The Doors: A Lifetime of Listening to Five Mean Years
There is music-writing that comes from the heart of it, from so deep in the action as to seem buried within the moment that sits inside the song or live performance. Then there’s writing from the sidelines, from the rock-critic version of the ivory tower. Greil Marcus does both. He’s not out there getting sweaty, copping abuse from fans or buttering up bands but he arrives at the heart of the music – gets right inside the song – from his vantage point in the wings. An astute collector of moments, Marcus celebrates The Doors with this engaging collection of essays.
As with his recent Van Morrison book Marcus picks off a few key moments that show highlights the casual fan would never have thought about – he gives reason for the near-completists to hunt out that one bootleg recording they passed over or didn’t know about and for any fan reading to head straight back to the music.

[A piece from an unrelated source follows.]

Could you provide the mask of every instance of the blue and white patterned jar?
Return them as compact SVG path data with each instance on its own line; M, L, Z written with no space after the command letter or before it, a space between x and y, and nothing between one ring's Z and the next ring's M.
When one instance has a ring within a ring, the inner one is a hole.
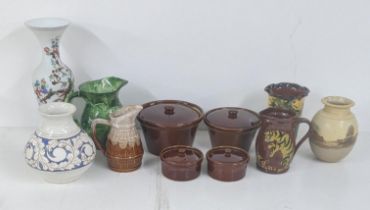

Marcus has his critics – as any music-writer should. But fans of his style will love this book. My own love/hate relationship with The Doors was massaged – I found myself eager to go back to the source material. I found myself in love with songs I’d previously dismissed. For all the suggestions that Marcus is too intellectual, too academic, he is a passionate and persuasive writer. And for all the meanderings of Marcus when he’s too indulgent (a whole book about one song, a whole chapter about one snare-drum hit!) here he’s fast-paced, lively; the bite-sized pieces are great page-turners, with whimsy. Music-review prose-poems. And the larger, contextual pieces take in the era and then its re-imagining 20 years on with movies, docos and reissues.
A clever writer at the top of his game writing about a band with a finite set of songs – the microscope gets a good workout. And there’s much to enjoy.